MONTREAL -- The head of Canada's largest railway says crude oil tank cars must be redesigned to avoid another tragedy like last summer's deadly explosion in Lac-Megantic, Que.
Canadian National Railway CEO Claude Mongeau told a business group Tuesday that tanker design was one of the "most important systematic issues" associated with the accident.
"That question is central," he told the Montreal Board of Trade, adding that railway industry associations in Canada and the United States have recommended the gradual replacement of old cars with new, reinforced tankers.
But he said there is no easy solution because the tankers are mostly owned by railway customers and leasing companies.
"It will take money and time to make sustainable changes in this area."

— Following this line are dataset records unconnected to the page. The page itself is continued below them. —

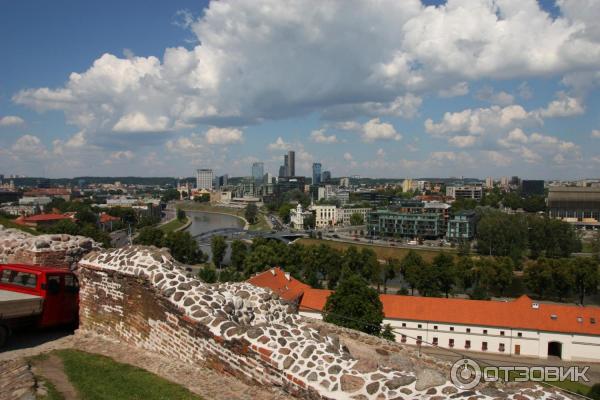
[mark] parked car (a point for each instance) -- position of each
(36, 297)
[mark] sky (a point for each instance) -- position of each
(380, 88)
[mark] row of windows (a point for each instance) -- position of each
(484, 345)
(468, 330)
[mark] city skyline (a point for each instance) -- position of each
(496, 89)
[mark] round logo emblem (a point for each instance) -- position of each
(465, 374)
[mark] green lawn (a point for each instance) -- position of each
(173, 225)
(7, 223)
(100, 378)
(383, 252)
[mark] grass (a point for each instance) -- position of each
(8, 223)
(382, 252)
(173, 225)
(52, 393)
(100, 378)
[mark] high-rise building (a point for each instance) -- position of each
(204, 179)
(316, 173)
(258, 171)
(291, 163)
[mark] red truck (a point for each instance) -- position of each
(36, 297)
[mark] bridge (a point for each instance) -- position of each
(239, 233)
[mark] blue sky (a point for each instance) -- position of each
(392, 89)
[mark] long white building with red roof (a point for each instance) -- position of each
(520, 327)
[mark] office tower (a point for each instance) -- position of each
(291, 163)
(258, 171)
(316, 173)
(204, 179)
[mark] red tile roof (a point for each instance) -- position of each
(280, 282)
(516, 314)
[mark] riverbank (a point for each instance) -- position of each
(175, 225)
(261, 225)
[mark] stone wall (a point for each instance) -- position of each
(141, 296)
(61, 251)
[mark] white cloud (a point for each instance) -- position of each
(279, 145)
(29, 146)
(11, 120)
(139, 122)
(480, 120)
(459, 89)
(564, 106)
(319, 136)
(242, 70)
(224, 136)
(377, 130)
(463, 141)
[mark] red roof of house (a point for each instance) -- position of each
(281, 283)
(104, 218)
(516, 314)
(43, 217)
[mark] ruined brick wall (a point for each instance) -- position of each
(60, 251)
(141, 296)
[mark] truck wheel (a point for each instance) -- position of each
(3, 336)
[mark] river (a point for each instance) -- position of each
(206, 221)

Mongeau said CN is committed to safety and does far more than what is required by regulatory standards. He described the company's safety record as "solid" and continuously improving. The number of accidents have been cut in half over the last decade because of significant investments in infrastructure maintenance and detection technologies.
While the risk of accidents can't be eliminated, he said 99.997 per cent of CN shipments arrive without incident at their destination. And last month's incident in Gainford, Alta., demonstrated the railway's ability to respond quickly when problems do arise, he said.
There have been four train derailments in Alberta in the past two months, including one in October that sparked a dangerous petroleum fire that forced the evacuation of the village of Gainford.
CN dispatched its top brass, led by chief operating officer Jim Vena, to handle the crisis after 13 cars carrying crude oil and liquefied petroleum gas came off the tracks and caught fire west of Edmonton.
"You can rest assured that we are taking account of Lac-Megantic and carefully reassessing risks in context,' he said, adding that CN has reviewed its train securement practices in line with the Transport Canada directive earlier this summer.
It also extended the U.S. policy to moving dangerous goods to all flammable products moved in both countries.
CN (TSX:CNR) is also increasing detection capability by adding track testing equipment to detect problems before they arise, even though inspections have increased by 70 per cent in the last five years.
A rail safety audit completed just days before the deadly July train crash found "significant weaknesses" in Transport Canada's oversight of federally regulated railways.
Those weaknesses include a lack of knowledge of rail routes used to transport dangerous goods, too few safety auditors, poorly trained inspectors and an absence of follow-up or sanctions when safety problems are found.
Auditor-General Michael Ferguson found that only 14 safety audits of Canada's 31 federally regulated railways had been completed in the previous three years -- just a quarter of the audits Transport Canada had expected to carry out.
And eight of those 14 audits focused on just the two largest operators, CN and Canadian Pacific, leaving Canada's smaller operators largely unchecked.
One of those small rail companies was the Montreal, Maine and Atlantic, whose unattended, single-operator train carrying 7.6 million litres of volatile crude oil derailed and exploded in the middle of Lac-Megantic on July 6, killing 47 people.